I'm running some experiments with stack and the following got me stuck.

It can be seen that Linux has initial [stack] mapping 132KiB in size. In case of ulimit -s unlimited we can expand the stack any further if we adjust rsp accordingly. So I set ulimit -s unlimited and ran the following program:

PAGE_SIZE     equ 0x1000

;mmap staff
PROT_READ     equ 0x01
PROT_WRITE    equ 0x02
MAP_ANONYMOUS equ 0x20
MAP_PRIVATE   equ 0x02
MAP_FIXED     equ 0x10

;syscall numbers
SYS_mmap      equ 0x09
SYS_exit      equ 0x3c

section .text

global _start

_start:
    ; page alignment
    and rsp, -0x1000

    ; call mmap 0x101 pages below the rsp with fixed mapping
    mov rax, SYS_mmap
    lea rdi, [rsp - 0x101 * PAGE_SIZE]
    mov rsi, PAGE_SIZE
    mov rdx, PROT_READ | PROT_WRITE
    mov r10, MAP_PRIVATE | MAP_ANONYMOUS | MAP_FIXED
    mov r8, -1
    mov r9, 0
    syscall

    sub rsp, 0x80 * PAGE_SIZE
    mov qword [rsp], -1 ; SEGV

    mov rax, SYS_exit
    mov rdi, 0
    syscall

Even in spite of adjusting the rsp it segfaults anyway. I don't really get the point. I manually created a fixed mapping at the address rsp - 0x101 * PAGE_SIZE 101 pages below the rsp.

My expectation was that it would not interfere with expanding the stack (rsp - 0x80 in my case) till we hit the fixed mapping rsp - 0x101 * PAGE_SIZE.

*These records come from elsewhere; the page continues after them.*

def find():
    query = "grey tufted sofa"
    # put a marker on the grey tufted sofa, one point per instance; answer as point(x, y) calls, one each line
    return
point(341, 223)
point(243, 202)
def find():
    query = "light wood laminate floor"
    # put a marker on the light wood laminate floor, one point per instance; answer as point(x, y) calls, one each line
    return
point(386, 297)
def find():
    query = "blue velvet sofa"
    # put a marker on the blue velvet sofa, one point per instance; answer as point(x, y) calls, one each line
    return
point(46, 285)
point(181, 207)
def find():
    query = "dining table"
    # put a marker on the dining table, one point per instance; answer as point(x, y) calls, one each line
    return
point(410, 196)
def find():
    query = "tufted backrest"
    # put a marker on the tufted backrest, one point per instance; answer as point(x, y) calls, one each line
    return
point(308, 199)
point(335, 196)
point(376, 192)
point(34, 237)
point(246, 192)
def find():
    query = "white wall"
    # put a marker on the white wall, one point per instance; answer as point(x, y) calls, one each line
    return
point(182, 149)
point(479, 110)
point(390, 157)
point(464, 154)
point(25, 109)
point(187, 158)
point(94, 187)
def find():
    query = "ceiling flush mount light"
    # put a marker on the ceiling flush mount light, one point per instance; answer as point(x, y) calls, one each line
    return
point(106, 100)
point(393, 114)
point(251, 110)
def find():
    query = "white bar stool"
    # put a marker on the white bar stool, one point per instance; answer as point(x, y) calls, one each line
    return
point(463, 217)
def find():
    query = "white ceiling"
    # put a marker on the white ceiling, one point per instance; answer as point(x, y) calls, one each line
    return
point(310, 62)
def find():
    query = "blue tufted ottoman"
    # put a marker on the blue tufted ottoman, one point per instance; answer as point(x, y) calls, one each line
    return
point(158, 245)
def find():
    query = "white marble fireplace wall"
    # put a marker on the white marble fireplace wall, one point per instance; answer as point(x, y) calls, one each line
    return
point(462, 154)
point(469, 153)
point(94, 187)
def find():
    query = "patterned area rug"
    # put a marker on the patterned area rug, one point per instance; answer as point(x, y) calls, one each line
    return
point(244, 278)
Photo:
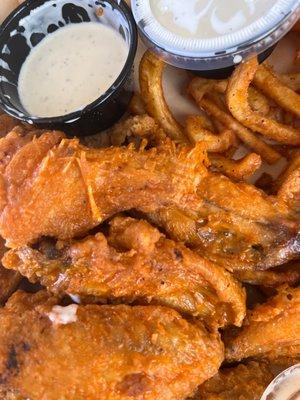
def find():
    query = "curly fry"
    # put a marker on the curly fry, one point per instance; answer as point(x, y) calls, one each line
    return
point(151, 70)
point(257, 100)
point(215, 143)
point(138, 125)
point(270, 84)
point(237, 102)
point(241, 169)
point(247, 136)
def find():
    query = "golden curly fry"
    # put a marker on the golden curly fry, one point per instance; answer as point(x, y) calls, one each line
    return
point(242, 169)
point(86, 186)
point(270, 330)
point(101, 352)
point(237, 102)
point(244, 382)
point(214, 142)
point(293, 165)
point(151, 70)
point(136, 263)
point(270, 84)
point(9, 280)
point(257, 100)
point(136, 106)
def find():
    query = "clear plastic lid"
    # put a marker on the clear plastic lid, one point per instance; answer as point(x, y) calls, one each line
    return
point(221, 50)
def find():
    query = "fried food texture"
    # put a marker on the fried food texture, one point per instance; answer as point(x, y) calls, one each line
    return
point(237, 102)
point(66, 189)
point(136, 263)
point(246, 381)
point(270, 330)
point(9, 280)
point(101, 352)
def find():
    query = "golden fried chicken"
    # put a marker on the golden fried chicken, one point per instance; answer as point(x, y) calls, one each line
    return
point(66, 189)
point(244, 382)
point(136, 263)
point(49, 352)
point(271, 330)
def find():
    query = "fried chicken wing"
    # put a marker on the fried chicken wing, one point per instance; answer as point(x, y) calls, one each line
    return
point(49, 352)
point(244, 382)
point(135, 264)
point(270, 330)
point(67, 189)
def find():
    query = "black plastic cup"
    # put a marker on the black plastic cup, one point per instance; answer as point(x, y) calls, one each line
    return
point(35, 19)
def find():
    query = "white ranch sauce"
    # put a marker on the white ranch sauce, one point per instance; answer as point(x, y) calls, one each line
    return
point(208, 18)
point(63, 315)
point(285, 386)
point(71, 68)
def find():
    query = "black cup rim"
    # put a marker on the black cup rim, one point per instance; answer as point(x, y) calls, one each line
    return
point(122, 6)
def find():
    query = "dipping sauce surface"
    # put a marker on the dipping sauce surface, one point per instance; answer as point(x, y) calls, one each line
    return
point(71, 68)
point(208, 18)
point(285, 386)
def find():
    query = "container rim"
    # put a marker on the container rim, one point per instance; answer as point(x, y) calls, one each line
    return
point(122, 7)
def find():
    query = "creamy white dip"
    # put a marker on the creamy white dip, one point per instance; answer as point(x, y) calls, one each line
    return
point(208, 18)
point(71, 68)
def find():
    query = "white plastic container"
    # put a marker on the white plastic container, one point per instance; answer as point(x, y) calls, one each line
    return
point(218, 54)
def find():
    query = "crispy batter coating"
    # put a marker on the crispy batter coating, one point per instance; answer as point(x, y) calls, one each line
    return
point(237, 102)
point(244, 382)
point(135, 264)
point(66, 189)
point(270, 330)
point(101, 352)
point(9, 280)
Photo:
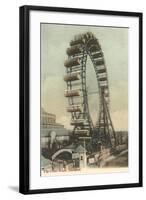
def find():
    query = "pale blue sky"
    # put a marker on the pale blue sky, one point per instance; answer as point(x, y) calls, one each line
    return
point(114, 42)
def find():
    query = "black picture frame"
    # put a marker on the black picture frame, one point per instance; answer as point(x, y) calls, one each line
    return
point(24, 150)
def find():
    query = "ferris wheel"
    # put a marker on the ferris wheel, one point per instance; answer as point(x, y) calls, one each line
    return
point(82, 47)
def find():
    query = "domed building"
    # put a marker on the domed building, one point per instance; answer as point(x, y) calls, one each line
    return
point(51, 131)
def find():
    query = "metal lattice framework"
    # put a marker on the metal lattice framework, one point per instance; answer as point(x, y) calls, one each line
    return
point(81, 47)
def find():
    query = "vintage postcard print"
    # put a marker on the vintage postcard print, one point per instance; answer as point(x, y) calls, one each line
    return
point(84, 99)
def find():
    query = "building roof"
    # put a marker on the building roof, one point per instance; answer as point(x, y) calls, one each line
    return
point(80, 149)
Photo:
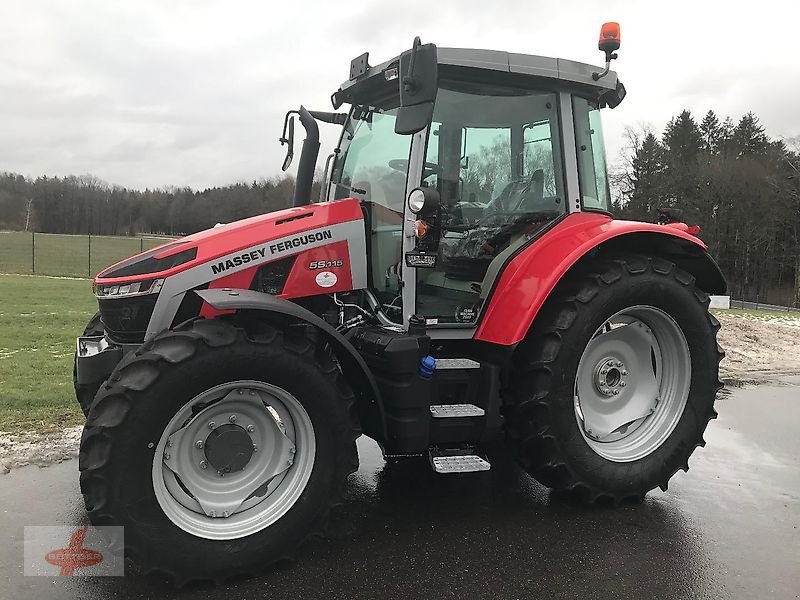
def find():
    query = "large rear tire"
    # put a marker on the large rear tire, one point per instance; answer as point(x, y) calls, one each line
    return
point(616, 381)
point(220, 447)
point(85, 393)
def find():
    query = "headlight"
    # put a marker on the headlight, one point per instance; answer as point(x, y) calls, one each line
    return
point(128, 290)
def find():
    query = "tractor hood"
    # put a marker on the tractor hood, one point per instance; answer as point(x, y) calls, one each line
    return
point(247, 240)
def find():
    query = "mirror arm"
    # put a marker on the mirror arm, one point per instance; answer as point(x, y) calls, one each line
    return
point(409, 81)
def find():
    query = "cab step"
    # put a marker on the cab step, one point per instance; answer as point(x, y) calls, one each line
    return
point(458, 463)
point(453, 411)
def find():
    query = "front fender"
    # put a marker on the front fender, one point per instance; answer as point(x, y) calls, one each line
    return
point(530, 276)
point(355, 370)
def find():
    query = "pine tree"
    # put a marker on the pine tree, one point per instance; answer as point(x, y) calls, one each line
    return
point(712, 132)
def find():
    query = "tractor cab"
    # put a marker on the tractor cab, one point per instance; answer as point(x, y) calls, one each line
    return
point(495, 146)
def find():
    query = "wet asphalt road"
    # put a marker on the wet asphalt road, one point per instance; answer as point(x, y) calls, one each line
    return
point(730, 528)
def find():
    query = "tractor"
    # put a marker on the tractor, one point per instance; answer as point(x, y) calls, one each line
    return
point(459, 282)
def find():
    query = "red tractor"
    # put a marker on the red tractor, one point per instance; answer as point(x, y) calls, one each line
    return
point(460, 281)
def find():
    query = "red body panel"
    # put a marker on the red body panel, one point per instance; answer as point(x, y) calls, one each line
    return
point(529, 278)
point(333, 276)
point(219, 241)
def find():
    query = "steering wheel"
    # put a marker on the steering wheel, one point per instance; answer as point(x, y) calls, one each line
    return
point(501, 213)
point(401, 164)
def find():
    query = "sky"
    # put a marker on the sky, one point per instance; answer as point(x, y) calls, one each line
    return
point(193, 92)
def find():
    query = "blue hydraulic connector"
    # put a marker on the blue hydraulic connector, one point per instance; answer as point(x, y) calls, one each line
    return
point(427, 365)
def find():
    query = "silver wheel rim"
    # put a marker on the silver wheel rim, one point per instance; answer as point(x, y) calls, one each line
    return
point(632, 383)
point(190, 479)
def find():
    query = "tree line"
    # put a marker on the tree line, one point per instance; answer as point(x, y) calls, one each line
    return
point(88, 205)
point(732, 179)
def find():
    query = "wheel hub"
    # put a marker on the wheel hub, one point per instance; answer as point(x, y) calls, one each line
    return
point(229, 448)
point(610, 376)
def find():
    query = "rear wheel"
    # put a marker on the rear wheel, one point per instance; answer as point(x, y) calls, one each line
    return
point(85, 392)
point(220, 447)
point(616, 382)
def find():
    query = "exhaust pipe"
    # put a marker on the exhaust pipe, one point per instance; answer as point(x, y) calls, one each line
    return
point(308, 159)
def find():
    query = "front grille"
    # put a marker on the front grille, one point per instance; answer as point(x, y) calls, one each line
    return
point(126, 319)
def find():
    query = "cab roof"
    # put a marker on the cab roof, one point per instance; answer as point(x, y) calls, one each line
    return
point(541, 67)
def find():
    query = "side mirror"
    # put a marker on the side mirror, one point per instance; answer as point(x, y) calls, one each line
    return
point(424, 201)
point(419, 78)
point(288, 139)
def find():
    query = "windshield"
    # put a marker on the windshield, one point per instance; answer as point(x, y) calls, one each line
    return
point(373, 160)
point(494, 155)
point(372, 166)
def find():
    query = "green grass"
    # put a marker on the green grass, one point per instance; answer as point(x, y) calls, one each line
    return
point(39, 320)
point(66, 255)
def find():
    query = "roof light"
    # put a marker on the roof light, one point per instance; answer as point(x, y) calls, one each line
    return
point(609, 37)
point(609, 43)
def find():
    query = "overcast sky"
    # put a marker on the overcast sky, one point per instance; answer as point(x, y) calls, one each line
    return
point(154, 93)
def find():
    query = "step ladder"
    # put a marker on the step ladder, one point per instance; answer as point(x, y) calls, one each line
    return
point(456, 411)
point(457, 461)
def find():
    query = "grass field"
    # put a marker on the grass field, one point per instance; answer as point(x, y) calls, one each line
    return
point(66, 255)
point(39, 320)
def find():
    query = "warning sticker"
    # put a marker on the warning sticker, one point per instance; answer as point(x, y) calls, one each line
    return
point(326, 279)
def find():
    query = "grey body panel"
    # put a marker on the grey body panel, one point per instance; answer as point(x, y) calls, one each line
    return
point(370, 404)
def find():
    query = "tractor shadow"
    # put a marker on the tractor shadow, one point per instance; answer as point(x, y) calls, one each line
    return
point(403, 531)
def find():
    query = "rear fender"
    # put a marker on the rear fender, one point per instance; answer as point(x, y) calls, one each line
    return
point(530, 277)
point(355, 370)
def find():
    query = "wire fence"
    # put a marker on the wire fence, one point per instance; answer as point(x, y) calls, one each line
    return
point(744, 305)
point(29, 253)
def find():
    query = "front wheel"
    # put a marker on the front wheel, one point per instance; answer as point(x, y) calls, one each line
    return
point(219, 447)
point(615, 384)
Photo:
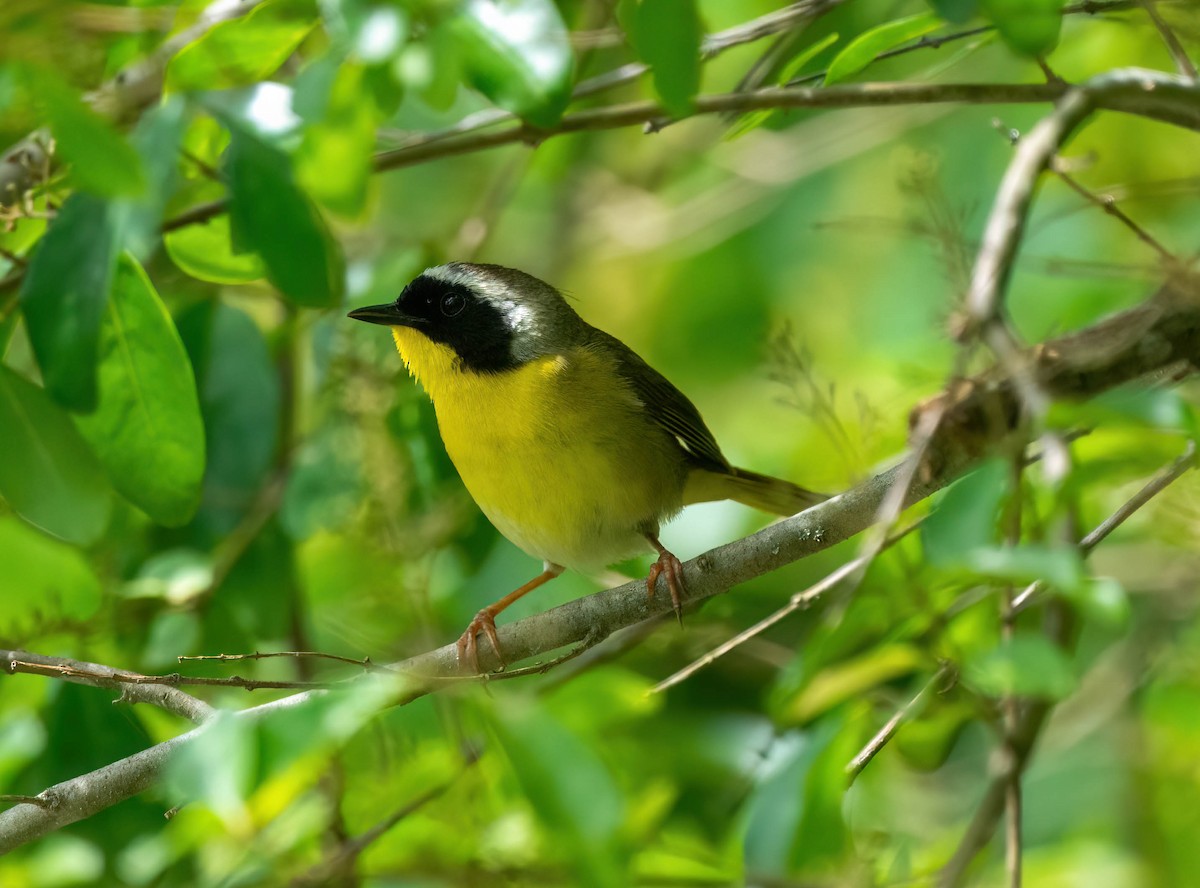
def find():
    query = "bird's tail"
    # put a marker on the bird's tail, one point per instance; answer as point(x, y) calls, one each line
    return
point(772, 495)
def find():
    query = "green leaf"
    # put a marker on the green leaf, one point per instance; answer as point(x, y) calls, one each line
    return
point(792, 814)
point(965, 517)
point(1027, 27)
point(850, 679)
point(205, 252)
point(243, 51)
point(270, 213)
point(335, 160)
point(1029, 666)
point(955, 11)
point(1102, 599)
point(47, 473)
point(147, 429)
point(101, 160)
point(753, 121)
point(667, 35)
point(64, 293)
point(373, 31)
point(217, 768)
point(1062, 567)
point(324, 486)
point(862, 51)
point(42, 579)
point(516, 53)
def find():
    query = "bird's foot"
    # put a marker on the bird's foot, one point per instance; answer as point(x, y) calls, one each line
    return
point(672, 568)
point(468, 642)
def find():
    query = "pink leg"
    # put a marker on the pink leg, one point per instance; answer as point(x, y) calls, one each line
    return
point(673, 569)
point(485, 622)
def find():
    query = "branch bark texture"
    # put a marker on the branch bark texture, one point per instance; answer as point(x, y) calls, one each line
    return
point(978, 414)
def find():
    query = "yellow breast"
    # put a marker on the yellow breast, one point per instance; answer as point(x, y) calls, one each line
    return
point(558, 453)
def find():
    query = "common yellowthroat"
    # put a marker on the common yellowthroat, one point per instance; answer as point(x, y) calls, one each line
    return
point(573, 447)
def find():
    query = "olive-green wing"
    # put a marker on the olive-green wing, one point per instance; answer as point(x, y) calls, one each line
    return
point(666, 405)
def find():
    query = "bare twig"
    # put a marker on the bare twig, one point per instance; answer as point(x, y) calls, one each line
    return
point(885, 735)
point(1011, 705)
point(1109, 204)
point(133, 89)
point(365, 663)
point(108, 677)
point(798, 601)
point(1080, 365)
point(157, 694)
point(10, 799)
point(1152, 489)
point(1173, 42)
point(1029, 724)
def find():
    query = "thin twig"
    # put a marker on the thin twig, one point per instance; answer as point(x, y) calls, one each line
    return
point(11, 799)
point(798, 601)
point(1161, 481)
point(1109, 204)
point(345, 856)
point(1080, 365)
point(885, 735)
point(1173, 42)
point(365, 663)
point(1009, 705)
point(159, 694)
point(109, 677)
point(1030, 723)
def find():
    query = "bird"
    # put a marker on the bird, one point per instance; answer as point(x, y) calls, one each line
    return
point(574, 447)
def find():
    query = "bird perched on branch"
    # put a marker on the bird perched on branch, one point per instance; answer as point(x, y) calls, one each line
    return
point(573, 447)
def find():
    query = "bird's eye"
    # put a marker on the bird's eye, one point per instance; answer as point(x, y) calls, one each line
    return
point(453, 304)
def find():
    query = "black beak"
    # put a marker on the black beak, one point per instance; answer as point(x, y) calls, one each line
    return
point(388, 315)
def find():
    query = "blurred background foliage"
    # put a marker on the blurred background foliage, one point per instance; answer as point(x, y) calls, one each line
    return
point(199, 454)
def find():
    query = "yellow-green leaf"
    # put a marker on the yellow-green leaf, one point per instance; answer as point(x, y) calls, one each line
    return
point(147, 429)
point(862, 51)
point(47, 473)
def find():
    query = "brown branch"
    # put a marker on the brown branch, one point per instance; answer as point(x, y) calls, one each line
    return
point(349, 851)
point(1147, 94)
point(364, 663)
point(1109, 204)
point(978, 415)
point(851, 573)
point(133, 89)
point(1019, 743)
point(97, 676)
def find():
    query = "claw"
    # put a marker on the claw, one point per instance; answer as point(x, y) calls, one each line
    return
point(673, 569)
point(485, 622)
point(468, 642)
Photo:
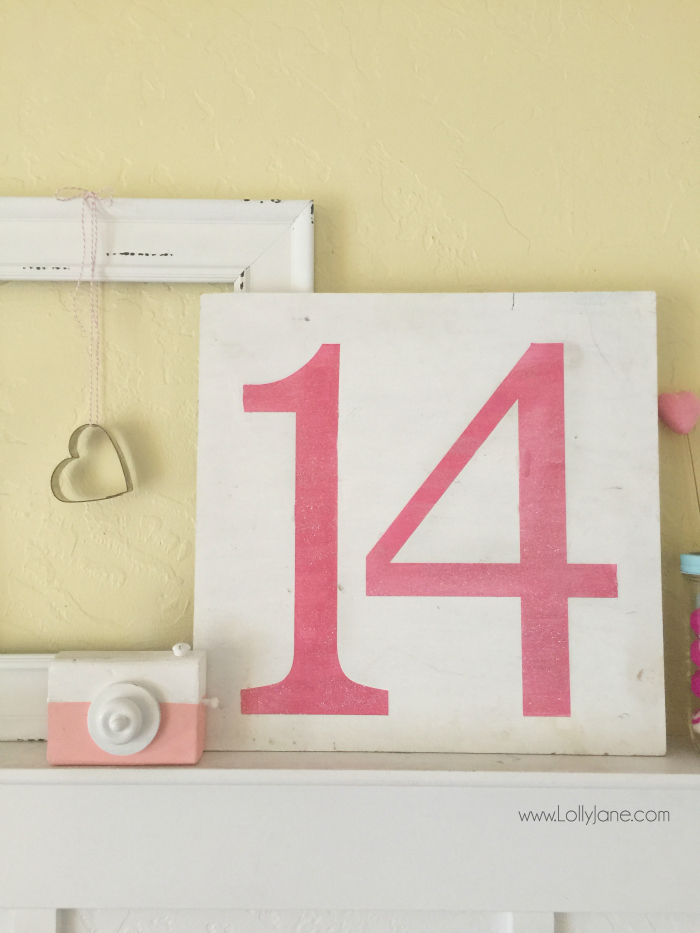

Btw, If I remove MAP_FIXED from the mapping it is not honored and no segfault occurs (as expected). Here is the strace output:

mmap(0x7ffe4e0fe000, 4096, PROT_READ|PROT_WRITE, 
     MAP_PRIVATE|MAP_ANONYMOUS, -1, 0) = 0x1526e3f3a000

But MAP_FIXED does the job:

mmap(0x7ffd8979c000, 4096, PROT_READ|PROT_WRITE, 
     MAP_PRIVATE|MAP_FIXED|MAP_ANONYMOUS, -1, 0) = 0x7ffd8979c000

UPD: The segfault is not triggered if lea rdi, [rsp - 0x101 * PAGE_SIZE] is replaced with lea rdi, [rsp - 0x200 * PAGE_SIZE].

Linux kernel enforces a gap between the stack and other mappings. If that gap can not be maintained then the stack will not grow.

Relevant source code in mm/mmap.c, from line 2498

/* enforced gap between the expanding stack and other mappings. */
unsigned long stack_guard_gap = 256UL<<PAGE_SHIFT;

static int __init cmdline_parse_stack_guard_gap(char *p)
{
    unsigned long val;
    char *endptr;

    val = simple_strtoul(p, &endptr, 10);
    if (!*endptr)
        stack_guard_gap = val << PAGE_SHIFT;

    return 0;
}
__setup("stack_guard_gap=", cmdline_parse_stack_guard_gap);

and line 2424:

int expand_downwards(struct vm_area_struct *vma,
                   unsigned long address)
{
    struct mm_struct *mm = vma->vm_mm;
    struct vm_area_struct *prev;
    int error = 0;

    address &= PAGE_MASK;
    if (address < mmap_min_addr)
        return -EPERM;

    /* Enforce stack_guard_gap */
    prev = vma->vm_prev;
    /* Check that both stack segments have the same anon_vma? */
    if (prev && !(prev->vm_flags & VM_GROWSDOWN) &&
            (prev->vm_flags & (VM_WRITE|VM_READ|VM_EXEC))) {
        if (address - prev->vm_end < stack_guard_gap)
            return -ENOMEM;
    }

You can see it's adjustable via kernel parameter but the default is 256. Thus this gap does not fit between 0x80 and 0x101 pages, but does fit if you use 0x200.